Informal tenders are being invited by estate agents Morgan & Davies by midday on Friday, December 1.  These are blind bids where perspective buyers bid without knowledge of what other interested parties may have offered. 

But locals claim that the the way in which the sale has been instigated is ignoring the pressing housing needs of Newport and its surrounding area.

“Local people have been considering the property for some time, ever since it became vacant around three years ago,” commented resident Sandra Bayes.

“The house would be perfect for social care housing which is sorely needed here in Newport while the garden, which extends to one and a half acres, is sufficient for five or possibly six houses to be built.

“We don’t want any more speculative housing and we certainly don’t want any more holiday homes - Newport needs housing that addresses the needs of the local people.”

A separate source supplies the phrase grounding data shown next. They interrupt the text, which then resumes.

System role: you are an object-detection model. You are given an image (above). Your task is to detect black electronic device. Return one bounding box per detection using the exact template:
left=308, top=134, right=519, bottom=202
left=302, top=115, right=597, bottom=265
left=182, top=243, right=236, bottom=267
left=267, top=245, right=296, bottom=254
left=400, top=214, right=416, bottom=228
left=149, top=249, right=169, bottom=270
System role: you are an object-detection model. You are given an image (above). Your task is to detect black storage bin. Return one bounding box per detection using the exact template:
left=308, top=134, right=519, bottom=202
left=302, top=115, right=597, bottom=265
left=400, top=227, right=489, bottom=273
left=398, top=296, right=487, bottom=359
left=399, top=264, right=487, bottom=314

The Rectory is being described by the estate agents as ‘a refurbishment or development project with positive planning assessment for potential housing development’.

The details state is it ‘suitable for use as a large family home or as a business opportunity such as B&B, Airbnb, or a guest house.

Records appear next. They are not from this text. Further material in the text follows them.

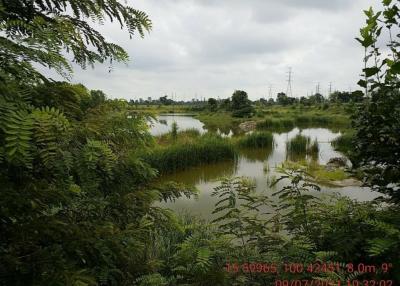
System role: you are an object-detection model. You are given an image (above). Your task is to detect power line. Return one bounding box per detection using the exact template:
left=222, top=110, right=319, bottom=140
left=268, top=84, right=272, bottom=99
left=286, top=67, right=293, bottom=97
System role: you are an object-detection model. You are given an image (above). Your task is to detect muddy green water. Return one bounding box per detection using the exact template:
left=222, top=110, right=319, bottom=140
left=151, top=115, right=379, bottom=218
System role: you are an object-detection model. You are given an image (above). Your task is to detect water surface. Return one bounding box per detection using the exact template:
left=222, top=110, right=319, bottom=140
left=148, top=115, right=379, bottom=218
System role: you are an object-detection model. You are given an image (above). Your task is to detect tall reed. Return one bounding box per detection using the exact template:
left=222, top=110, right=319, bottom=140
left=238, top=132, right=274, bottom=148
left=143, top=134, right=237, bottom=174
left=286, top=134, right=319, bottom=161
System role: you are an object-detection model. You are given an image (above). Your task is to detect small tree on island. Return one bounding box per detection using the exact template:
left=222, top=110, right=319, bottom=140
left=231, top=90, right=254, bottom=118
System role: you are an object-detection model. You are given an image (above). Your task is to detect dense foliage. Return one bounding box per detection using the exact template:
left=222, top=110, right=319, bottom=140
left=0, top=0, right=400, bottom=286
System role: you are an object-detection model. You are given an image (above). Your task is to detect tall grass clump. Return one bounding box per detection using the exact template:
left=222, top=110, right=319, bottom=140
left=286, top=134, right=319, bottom=161
left=307, top=139, right=319, bottom=160
left=257, top=118, right=295, bottom=130
left=143, top=134, right=237, bottom=174
left=238, top=132, right=274, bottom=148
left=171, top=121, right=178, bottom=141
left=332, top=132, right=354, bottom=156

“This is a unique opportunity, rarely available within Newport, with huge potential,” states the advert.

But Newport’s demographic imbalance means that 47% of the population is currently over retirement age.

Sadly the lack of care facilities in the town means that a large number of people are forced to leave their homes when they fail, and seek suitable accommodation elsewhere in Pembrokeshire or even further afield.

“This means that they then lose contact with their friends and  sometimes their families as they have to relocate a considerable distance from Newport,” continued Sandra Bayes.

“We’re also losing a large number of younger people who are unable to find employment which gives them sufficient salaries to purchase or rent a property in Newport.

“As a result, Newport is losing the Welsh language and the Welsh people who have lived here for generations.”

Locals are now considering setting up a Community Land Trust with the hope of purchasing the Rectory and ensuring its future development in accordance with the needs of the town.

“But this means we have to raise £850,000 before the beginning of December which doesn’t give us any time at all,” added Sandra Bayes.

“The Rectory is one of the very last properties in the town centre with sufficient land which could be developed for the social needs of this community.

“It’s important that we do as much as we possibly can in the short time left, to save it and make it work for Newport.”

Meetings are taking place today (Saturday, October 21), in the Newport Memorial Town Hall between 2-4pm and 6-8pm where town councillors will be available to discuss any housing or social issues which local residents may have.